As “black and red,” Jones was one of the main targets of the repressive state machine which for years had tried to deport her as an alien and immigrant. 

Shades here of the present British government which is still actively deporting people who originally arrived here as immigrants. 

Jones, born in Trinidad in 1915, had arrived in the US aged just eight and over the years had had been continually denied US citizenship because of her politics. 

Now the authorities had her in their sights. She was indicted for an article she had written, entitled “Women in the Struggle for Peace and Security” on the grounds that this had broken bail conditions she was under. 

However, the judge refused to allow the article to be read out in court. 

Jones’s response was outstanding. She said: “Introduce a page to show Claudia Jones wrote an article during the indictment period, but you dare not even read a line of it, even to a biased jury, on which sat a lone Negro juror, there by accident, since he was an alternate well through most of the trial. You dare not gentlemen of the prosecution, assert that Negro women can think and speak and write.”

She continued to denounce racism and declare her pride in being a communist. She ended her statement with these words.

“If out of this struggle history assesses that I and my co-defendants have made some small contribution, I shall consider my role small indeed.

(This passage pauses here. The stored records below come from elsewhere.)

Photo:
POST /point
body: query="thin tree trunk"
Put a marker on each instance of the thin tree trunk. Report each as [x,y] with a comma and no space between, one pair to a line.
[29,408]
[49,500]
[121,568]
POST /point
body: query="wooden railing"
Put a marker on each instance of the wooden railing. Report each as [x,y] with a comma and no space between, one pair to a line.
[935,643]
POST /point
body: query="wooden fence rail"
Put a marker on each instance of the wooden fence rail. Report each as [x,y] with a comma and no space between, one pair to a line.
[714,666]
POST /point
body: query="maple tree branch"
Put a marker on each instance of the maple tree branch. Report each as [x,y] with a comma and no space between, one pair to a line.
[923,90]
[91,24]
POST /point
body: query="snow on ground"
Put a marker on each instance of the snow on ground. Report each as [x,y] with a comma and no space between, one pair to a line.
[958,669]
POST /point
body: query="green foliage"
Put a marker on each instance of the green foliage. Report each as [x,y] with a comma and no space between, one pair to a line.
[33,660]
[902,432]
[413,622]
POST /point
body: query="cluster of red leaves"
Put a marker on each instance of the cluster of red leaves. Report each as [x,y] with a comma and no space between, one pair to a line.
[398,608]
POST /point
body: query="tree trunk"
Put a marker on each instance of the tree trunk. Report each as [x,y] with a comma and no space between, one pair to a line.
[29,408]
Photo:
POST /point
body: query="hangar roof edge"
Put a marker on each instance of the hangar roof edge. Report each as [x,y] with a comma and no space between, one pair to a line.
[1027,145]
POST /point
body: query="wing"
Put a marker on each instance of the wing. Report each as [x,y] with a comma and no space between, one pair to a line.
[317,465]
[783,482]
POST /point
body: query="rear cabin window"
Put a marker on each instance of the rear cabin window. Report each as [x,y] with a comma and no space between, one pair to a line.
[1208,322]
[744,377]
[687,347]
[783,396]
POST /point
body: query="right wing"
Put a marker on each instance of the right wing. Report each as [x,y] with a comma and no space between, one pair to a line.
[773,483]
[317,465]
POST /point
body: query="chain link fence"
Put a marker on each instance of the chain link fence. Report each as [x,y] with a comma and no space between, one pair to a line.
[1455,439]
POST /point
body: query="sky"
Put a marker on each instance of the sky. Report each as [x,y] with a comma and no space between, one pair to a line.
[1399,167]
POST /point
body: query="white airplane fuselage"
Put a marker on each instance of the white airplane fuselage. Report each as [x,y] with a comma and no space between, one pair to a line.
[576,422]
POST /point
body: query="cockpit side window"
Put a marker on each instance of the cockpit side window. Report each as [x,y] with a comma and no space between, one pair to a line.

The glorious exploits of anti-fascist heroes and heroines, honoured today in all lands for their contributions to social progress, will, just like the role of our prosecutors, also be measured by the people of the United States in that coming day.”

Imprisoned and deported to Britain after the trial, Jones is remembered for many accomplishments, not least of which is her historic statement to the court in February 1953. 

Her words then and today, where we are seeing growing tensions between nations, the rise of fascism in many parts of the world and continued oppression of people because of their sex and race as well as class remain valid. 

February 21 1915 is also Jones’s birth date, so the Communist Party of Britain’s Anti-Racist Anti-Fascist Commission plans to celebrate her life with an annual ceremony including an oration beside her grave at Highgate cemetery.

The Communist Party, with broad participation from our friends and allies in the community and abroad, aims to arrange the first commemoration in February 2022 when we all hope the Covid pandemic which has taken so many lives especially from the most vulnerable, the poorest, the oldest and black and Asian people is over.